🤖 AI Summary
This work addresses the poor accessibility and lack of semantic structure in math-intensive academic papers on arXiv when rendered as PDFs by proposing an automated method to convert TeX/LaTeX source code into high-quality HTML5. The key innovation lies in the first large-scale integration of MathML 4 Intent annotations within an academic publishing platform, substantially enhancing both accessibility and semantic expressiveness of mathematical content. The system employs a Rust-based rewrite of the conversion engine, combined with LaTeXML, a community-driven error feedback mechanism, and an automated pipeline. This approach achieves a 75% error-free conversion rate (with a target of 90%), resolves approximately half of user-reported issues, and reduces computational overhead while accelerating preview generation.
📝 Abstract
We report on the ongoing development of arXiv's HTML Papers offering, available on every new TeX/LaTeX submission since its initial release in 2023.
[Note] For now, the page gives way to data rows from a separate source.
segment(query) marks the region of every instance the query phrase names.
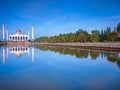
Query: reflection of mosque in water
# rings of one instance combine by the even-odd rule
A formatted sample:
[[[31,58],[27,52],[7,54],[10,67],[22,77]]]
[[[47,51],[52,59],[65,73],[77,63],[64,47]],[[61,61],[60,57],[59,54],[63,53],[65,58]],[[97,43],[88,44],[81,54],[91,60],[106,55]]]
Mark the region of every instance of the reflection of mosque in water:
[[[30,52],[32,54],[32,63],[34,63],[34,47],[32,47],[32,50],[30,47],[24,46],[3,47],[3,64],[6,63],[6,59],[9,57],[9,54],[15,54],[17,58],[20,58],[22,54],[28,54],[28,57],[30,57]]]
[[[16,56],[20,58],[22,53],[29,54],[30,51],[28,47],[10,47],[9,52],[16,54]]]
The main highlights from 2025 and early 2026 are:
(i) community-driven improvements to HTML fidelity and service health, with roughly half of 6,000 user reports resolved;
(ii) corpus-scale conversion work aimed at 90% error-free HTML (currently 75%);
(iii) initial MathML 4 Intent annotations for accessible speech output;
(iv) an in-progress Rust port of LaTeXML, reducing compute costs and enabling faster previews on submission.
The arXiv HTML Papers project remains experimental, but is gradually maturing as we better understand the needs of arXiv's readers and the technical opportunities presented by new standards and by advances in programming languages and AI.